川口:だけど、そういうところがいいんじゃないかと思って。みんな似てるけど微妙にニュアンスが違うし、似た者同士のなかでTAKEくんだけ変わってるっていう全体のバランスがいいと思った。一番付き合いの古い伊藤くんとの関係性も光と影みたいで面白いしね。そんなことを言ったら、TAKEくんに「俺、影じゃないですよ」って言われそうだけど(笑)。でも、バンドってそういう奇跡のバランスで成り立ってるものだしね。
渋川:面白いよね。(四條)未来の前にバンジョーをやってた岸くんもいまだに付き合いが続いてるし。
川口:人工衛星みたいにバンドの周りにいる。そういう関係性も面白いと思う。
──渋川さんは月9ドラマの『ラヴソング』でたびたびOLEDICKFOGGYのTシャツを着ていましたが、あれは渋川さんなりのエールみたいなものだったんですか。
渋川:まぁ、そんな大したもんじゃないですよ。
伊藤:癒着ですよ、癒着。
渋川:癒着じゃねぇよ。お前から金もらってねぇし(笑)。
──でも、愛を感じますよね。
渋川:あれですよ、いろんなTシャツを着れたら面白いなと思って。
川口:ああいうのって自由なんだ?
渋川:人によりますね。「俺の好きなTシャツを着てもいいですか?」と訊いて、監督が「いいよ」って言えばOKだし、「(プリントされている)バンドの権利は大丈夫ですか?」って訊かれることもあるし。『ラヴソング』の場合は、フジテレビから広中さんのほうに確認の電話があったみたいですけど。

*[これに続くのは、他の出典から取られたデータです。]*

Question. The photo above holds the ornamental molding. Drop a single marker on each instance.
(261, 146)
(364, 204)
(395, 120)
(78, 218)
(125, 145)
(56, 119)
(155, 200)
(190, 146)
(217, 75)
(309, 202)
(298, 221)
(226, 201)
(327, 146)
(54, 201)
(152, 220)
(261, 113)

広中:「ドラマのなかで使わせてもらって大丈夫ですか?」って訊かれたんで、てっきりお金をくれるのかな? と思ったんですよ(笑)。
渋川:そうなると着るのがダメって言われるんですよ。
伊藤:7,000円くらいならOKを出すんだけどな。
川口:また微妙な値段だなぁ(笑)。